Data Viz Done Right

November 18, 2013

VizCup Champ–Eric Rynerson: Seeing Red: Home Crowds Bay for Blood; Referees Bend

No comments
The first ever VizCup Champ, Eric Rynerson, describes his viz and his VizCup experience in his own words below.  Eric admits that this post is long, so he provides the viz early on in case you don’t want to read about his experiences.  Also note that this is a static image of the dashboard.  There’s a bug in Tableau Public that is causing it not to display the referee images.  To play with the workbook, which I would encourage you to do, download it here or click the image.

First I’d like to say that it was a great experience participating in the competition, the other entries were impressive and I was honored to have won.

I had a few reflections on the ride home; I was going to write these down to share with my colleagues back at InsideTrack (where we use Tableau and other tools to explore the impact of our coaching program on student engagement and persistence) so when Andy offered me a guest post here on VizWiz I thought it might be helpful to share them more widely. Below is my viz, and following it are “Five Things I Learned from the Facebook Viz Cup”.

The dashboard answers three questions:
  1. Do referees punish the visiting team more than the home team? (Definitely. Hover over the regression line to see the coefficient: Way higher than 1.0, indicating more punishment for the visiting team. As I note, the yellow card bias is weaker, suggesting it’s not just gameplay factors)
  2. Are some referees a lot more or less biased? (Yes, though only a few really look like outliers)
  3. Do they gain the confidence and maturity to ignore the home crowd’s pressure as they gain experience? (Here’s where I made it interactive- click around in the bubble chart and look at each ref’s personal history on the right; I think you’ll agree that generally they do not get any better)
  • Bonus: What does each one look like? Click on a ref in the bubble chart to see images of them from the web in the lower section of the dashboard

Five Things I Learned from the Facebook Viz Cup

1) Failure is okay- just do it fast, and don’t give up
Sometime after midnight on Tuesday, the first of just two evenings I would have to explore the data before the competition, it occurred to me that I was failing.
My plan was to investigate whether local rivalries in soccer really do produce unpredictable results (as the cliché goes, “in the derby the form book goes out the window”), and I really wanted to find the answer. However, whatever I did to get the final output I’d have to repeat on-site in under an hour and then explain it all in 90 seconds to three judges and a room full of people…including a required interactive component.

The problems were multiplying: To answer the question directly I needed to transform the data or compensate with a lot of calculated fields (which would eat up precious minutes Thursday evening), there just weren’t enough crosstown rivalries for consistent patterns to emerge, I kept thinking of variables I needed to take into account that were hard to get or complicated to explain, and so on.
I honestly started to wonder what gave me the idea I had any business driving down to Facebook Headquarters to compete in a data visualization contest. I started to imagine computer science PhDs blowing away the audience with 3D network graphs that respond to a clicked tweetID with a dazzling cascade of retweets the tune of spacey New Age music. Upon later reflection I suspect it takes longer than an hour to code up something like that, but it was after midnight and my confidence was wavering.

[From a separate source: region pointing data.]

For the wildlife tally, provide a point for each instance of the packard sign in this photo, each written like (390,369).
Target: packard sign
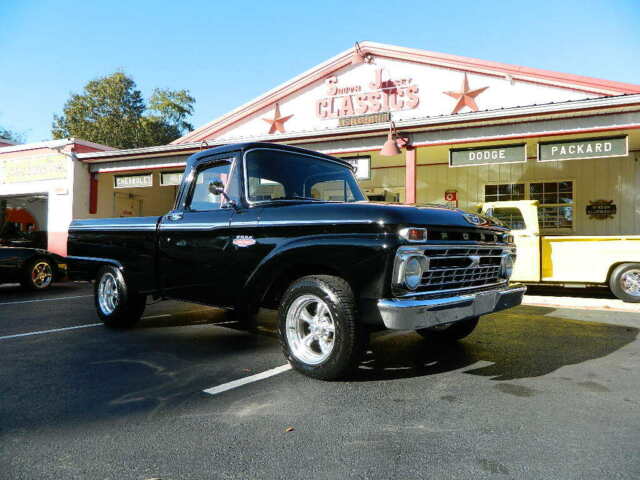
(378,96)
(601,209)
(133,181)
(465,157)
(581,149)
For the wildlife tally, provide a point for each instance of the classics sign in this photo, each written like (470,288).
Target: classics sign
(378,96)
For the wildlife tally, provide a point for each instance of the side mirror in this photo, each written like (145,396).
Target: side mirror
(217,188)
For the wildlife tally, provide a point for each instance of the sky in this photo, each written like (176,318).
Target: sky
(229,52)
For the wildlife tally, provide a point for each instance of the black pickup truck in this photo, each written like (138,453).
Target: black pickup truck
(262,225)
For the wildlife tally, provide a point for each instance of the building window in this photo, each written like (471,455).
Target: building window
(556,203)
(504,192)
(362,164)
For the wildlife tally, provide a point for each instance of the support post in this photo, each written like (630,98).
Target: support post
(410,175)
(93,193)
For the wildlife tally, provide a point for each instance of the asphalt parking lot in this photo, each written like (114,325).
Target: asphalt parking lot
(535,392)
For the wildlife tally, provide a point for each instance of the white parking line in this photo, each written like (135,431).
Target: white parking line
(45,299)
(41,332)
(250,379)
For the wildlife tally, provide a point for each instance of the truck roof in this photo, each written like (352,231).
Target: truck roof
(239,147)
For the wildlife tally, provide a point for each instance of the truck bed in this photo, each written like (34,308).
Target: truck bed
(130,241)
(585,259)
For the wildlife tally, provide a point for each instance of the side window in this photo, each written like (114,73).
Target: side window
(202,198)
(511,217)
(332,190)
(263,189)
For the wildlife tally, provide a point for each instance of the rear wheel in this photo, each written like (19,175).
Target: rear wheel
(452,332)
(117,306)
(319,329)
(625,282)
(37,274)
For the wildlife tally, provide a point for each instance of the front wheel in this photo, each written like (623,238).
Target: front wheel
(450,333)
(37,274)
(117,306)
(319,329)
(625,282)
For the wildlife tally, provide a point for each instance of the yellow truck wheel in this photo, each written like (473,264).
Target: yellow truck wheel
(625,282)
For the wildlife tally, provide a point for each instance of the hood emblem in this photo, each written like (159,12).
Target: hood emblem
(473,219)
(475,261)
(244,241)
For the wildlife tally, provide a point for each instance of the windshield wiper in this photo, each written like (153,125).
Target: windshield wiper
(297,197)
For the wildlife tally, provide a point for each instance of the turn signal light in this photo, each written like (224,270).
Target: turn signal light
(412,234)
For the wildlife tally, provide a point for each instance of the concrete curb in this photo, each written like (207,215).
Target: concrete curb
(607,304)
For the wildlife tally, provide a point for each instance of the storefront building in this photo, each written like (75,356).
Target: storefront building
(42,188)
(424,127)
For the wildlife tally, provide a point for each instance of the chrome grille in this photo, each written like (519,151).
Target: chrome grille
(461,267)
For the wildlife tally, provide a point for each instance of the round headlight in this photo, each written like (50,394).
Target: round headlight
(412,272)
(506,266)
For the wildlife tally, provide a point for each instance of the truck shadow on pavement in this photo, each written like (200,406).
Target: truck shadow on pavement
(521,343)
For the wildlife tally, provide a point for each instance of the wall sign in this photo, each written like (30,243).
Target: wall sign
(19,170)
(362,164)
(451,198)
(581,149)
(383,117)
(170,178)
(133,181)
(465,157)
(601,209)
(378,96)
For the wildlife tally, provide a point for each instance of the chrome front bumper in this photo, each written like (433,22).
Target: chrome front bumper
(412,314)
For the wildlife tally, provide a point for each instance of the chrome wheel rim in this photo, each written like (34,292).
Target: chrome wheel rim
(108,293)
(310,329)
(630,282)
(41,275)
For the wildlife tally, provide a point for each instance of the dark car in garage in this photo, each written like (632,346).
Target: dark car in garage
(33,268)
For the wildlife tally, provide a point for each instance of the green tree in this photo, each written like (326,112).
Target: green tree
(113,112)
(11,135)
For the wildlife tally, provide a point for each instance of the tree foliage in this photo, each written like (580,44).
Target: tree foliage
(112,111)
(11,135)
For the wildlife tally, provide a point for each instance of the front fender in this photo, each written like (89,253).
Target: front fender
(365,261)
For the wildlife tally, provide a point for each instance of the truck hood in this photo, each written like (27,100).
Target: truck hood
(381,213)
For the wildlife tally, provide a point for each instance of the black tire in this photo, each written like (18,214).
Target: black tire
(451,333)
(38,274)
(128,307)
(621,282)
(349,337)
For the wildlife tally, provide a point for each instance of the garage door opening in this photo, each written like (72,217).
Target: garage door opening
(23,221)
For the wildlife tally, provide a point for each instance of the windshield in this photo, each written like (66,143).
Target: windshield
(274,175)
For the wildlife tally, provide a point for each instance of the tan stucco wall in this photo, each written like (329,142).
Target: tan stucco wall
(594,179)
(156,200)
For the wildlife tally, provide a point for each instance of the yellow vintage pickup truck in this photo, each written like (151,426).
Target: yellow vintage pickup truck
(577,261)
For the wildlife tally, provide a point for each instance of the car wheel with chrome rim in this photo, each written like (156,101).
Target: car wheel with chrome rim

I decided that as long as I avoided embarrassing myself it would be worth the trip just to learn what everyone else did with the same datasets, how they did it, what tools they used and how they learned them. So I vowed that I would revisit the question briefly at lunchtime and then most likely start over with a clean slate on Wednesday evening, perhaps looking at red card distribution. Thank goodness I did! I’m not sure I really “failed fast”, or fast enough anyway, but at least I didn’t give up when my wheels were spinning.

2) Play to your strengths
I was quite excited to see the Premier League dataset among the seven options. I’ve been following Barcelona since 2006-7, Arsenal since roughly 2009-10, and the Seattle Sounders since they joined the MLS in 2009, so coming up with interesting questions to explore was easy. For example, if you only have 45 minutes to spare for a game should you watch the first or the second half? Does more offensive pressure (shots off target, shots on target, corners, etc.) lead to more goals? Do all the player trades teams make in January actually change their trajectories in the second half of the season?

I’d like to believe I would have found compelling stories in the other datasets provided, but I think having a hunch as to where to look for interesting findings helped a lot given the time constraint. I imagine that was also a factor for the participants who work routinely with social media or location data (and built from those datasets)- in fact some of them made comments to that end.

3) Focus on the story
There were some great entries that didn’t get much recognition despite solid functionality and depth, and I think it’s because their presenters emphasized what the user can do (click here to go there, select here to filter that) rather than why they should do it- or missed the opportunity to pick one storyline and follow it to its conclusion using the dashboard.
It’s tempting to leave it to the audience to draw their own conclusions, especially for analytical people (who tend to make claims cautiously, as they fear being wrong even more than they love being right). The problem is that people don’t engage with neutral information the way they engage with an argument- so make one! You can use interactivity to give them a chance to undermine your thesis, or figure out when it works and when it doesn’t, or whatever. But give them something to react to.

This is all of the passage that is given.